Morgan Stanley – Sales For Apple Higher Than Expected
In a recent report released by Morgan Stanley's head Apple analyst, sales for Apple devices such as the iPhone, iPad and so forth will be doing far better than predicted. Morgan Stanley’s Apple Analyst, Katy Huberty, issued the report for Morgan Stanley investors on Thursday, November 15th, 2012.
According to a recent report issued to clients of Morgan Stanley (MS), the company stated that a review of the companies in Asia producing the Apple products are showing sales would be doing far better than expected. Previous estimates stated that for the quarter ending in March 2013, Apple could sell as many as 43 million iPhones and as many as 19 million tablets. Those estimates have now been bumped to approximately 46 million iPhones and possibly 23 million tablets, which is not only exciting news for investors but also the market in general.
MS sees a ‘bullish’ opinion on Apple, and the investment firm has set a ‘buy’ rating for the stock with an ‘overweight’ position. This means that MS believes the return on Apple stock can be expected to be well above previous average returns during the next 12 months. MS currently has Apple with a 714 U.S. dollar price target and estimated the stock could go up as much as 37% from that target in the next year which is close to 1,000.00 U.S. dollars per share.

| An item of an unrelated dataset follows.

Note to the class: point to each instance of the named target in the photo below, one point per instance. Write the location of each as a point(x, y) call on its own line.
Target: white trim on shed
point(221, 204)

While MS maintains a bullish opinion on Apple, many investment firms are skeptical about any future sales and are saying that sales would be very hard to predict based on past sales. Most firms’ maintain a ‘bearish’ opinion on Apple stock, and they pointed out that the current report from MS has not brought the value of the stock price up since their report. In fact, Apple stock has plummeted as much as 25% post launch of the iPhone 5, which saw a 52-week high of 705.00 U.S. dollars.